Is “Hell” a key tenet of the Christian faith?
Quite a number of you have mentioned the current controversy about the PR surrounding a book by Rob Bell, a prominent pastor in Grand Rapids. Since neither I nor almost anyone else has read the book (“Love Wins”), which is just being released today, I have no interest in pretending I know exactly what he says.
What I do want to respond to is the claim of several prominent Christian teachers that eternal torment in “hell” is a key tenet of genuine Christian faith. If it is, the writers of the New Testament didn’t know it.
“Judgment” and “justice” are key biblical issues, and a key part of the Judeo-Christian hope is that God will bring a final judgment—ie., a re-ordering of society so that the relationships between people are what they ought to be in the broadest and most wholesome sense of that hope.
However, “hell” as a word describing separation from God is a very small part of the imagery the biblical writers use to describe the future of those who reject God’s re-ordering of human society.
The word “hell” appears 16 times in the NIV. Three are a mistranslation of the word “Hades,” which means “the place of the dead.” In the other 13 instances, “hell” is probably a terrible translation of the word “Gehenna” (literally, “garden of Hinnom”), which actually referred to a place just outside the walls of Jerusalem. In my next blog, I will recount the history of how this garden became a garbage pit, and I want to also note some of the other imagery used in the Bible to speak of separation from God and from one another. In this post, I just want to note the tragic misrepresentation being fostered by those who say “hell” is crucial to New Testament theology.
Of the 13 uses of “Gehenna” in New Testament writings, seven are in Matthew and are all spoken from Jesus’ mouth. Jesus would have walked by this location periodically when he was in Jerusalem. There are three uses in Mark—all are repeats of the Matthew passages—and there is one use in Luke, which is also is a repeat. (John’s gospel contains no uses of the word “hell.”)
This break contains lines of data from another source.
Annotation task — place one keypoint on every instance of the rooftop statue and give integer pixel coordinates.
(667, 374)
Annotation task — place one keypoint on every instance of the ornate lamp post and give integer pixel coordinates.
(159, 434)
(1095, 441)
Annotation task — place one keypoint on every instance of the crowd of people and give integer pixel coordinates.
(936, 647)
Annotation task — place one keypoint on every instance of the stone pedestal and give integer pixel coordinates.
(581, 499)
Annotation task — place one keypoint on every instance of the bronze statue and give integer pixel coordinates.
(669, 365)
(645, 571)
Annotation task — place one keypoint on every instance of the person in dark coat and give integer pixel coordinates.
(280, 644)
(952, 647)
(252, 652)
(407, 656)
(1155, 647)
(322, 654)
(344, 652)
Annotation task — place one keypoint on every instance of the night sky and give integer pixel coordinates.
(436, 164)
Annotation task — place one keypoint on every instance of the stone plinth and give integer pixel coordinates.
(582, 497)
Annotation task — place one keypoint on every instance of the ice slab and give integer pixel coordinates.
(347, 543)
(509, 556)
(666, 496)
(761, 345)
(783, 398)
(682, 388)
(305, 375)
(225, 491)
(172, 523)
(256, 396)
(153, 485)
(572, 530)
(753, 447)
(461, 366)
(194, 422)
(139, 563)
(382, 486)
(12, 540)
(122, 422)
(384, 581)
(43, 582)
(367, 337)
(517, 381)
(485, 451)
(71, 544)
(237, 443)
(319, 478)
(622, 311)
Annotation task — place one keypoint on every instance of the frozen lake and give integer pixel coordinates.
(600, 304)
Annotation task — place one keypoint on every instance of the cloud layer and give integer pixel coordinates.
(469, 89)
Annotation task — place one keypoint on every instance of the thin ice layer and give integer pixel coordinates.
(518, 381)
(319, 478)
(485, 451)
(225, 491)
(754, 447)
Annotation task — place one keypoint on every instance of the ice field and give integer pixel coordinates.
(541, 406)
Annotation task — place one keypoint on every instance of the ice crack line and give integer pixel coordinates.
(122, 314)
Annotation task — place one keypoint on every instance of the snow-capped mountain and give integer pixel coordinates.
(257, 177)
So, we have seven unique instances in the gospels using “Gehenna” as a warning by Jesus not to turn one’s life into “garbage.” Of these seven, three are in the beginning of the Sermon on the Mount where they are part of a section contrasting what the current church moralists/preacher/scholars (the Pharisees) taught as “righteousness” with what Jesus taught is faithfulness and righteousness. One instance is in a warning to the 12 apostles—again, a warning to church leaders (Matthew 10). One is in a warning to those who “want to be greatest in the kingdom of God”—again, a warning to church leaders who in their pride may destroy God’s “little ones” (Matthew 18). And, the final two warnings are also warnings to the current church leaders and Bible scholars—the Pharisees—whom Jesus scorches in Matthew 23.
In summary, Jesus warns of “hell” seven times, and all seven are in their contexts warnings to church leaders. Rob Bell is a church leader. So, are all his prominent critics. So, am I. Perhaps, we should all draw some conclusions from when Jesus used the word “Gehenna” as a warning about our role and our pride?
There are only two other occurrences of “Gehenna” in all of the New Testament. James 3 refers to the damage the human tongue—especially the tongue of Christian teachers—can do right now with words that are “set on fire by hell.” In 2 Peter 3, “hell” actually refers to the place rebellious angels who have chosen separation from God reside, but the context is again a warning to church leaders who would use their role and power to use and abuse and seduce people.
In all, eight of nine unique occurrences of “Gehenna” in the New Testament are primarily warnings to church/religious leaders not to end up in the garbage pit of history. The other unique reference warns all of us, but especially Christian teachers, that we can light the fires of hell right now by using our words loosely and hurtfully. And, yes, there are other images describing separation from God in the New Testament. Let’s look the imagery of Gehenna itself and the other New Testament imagery involving separation from God in the next two posts.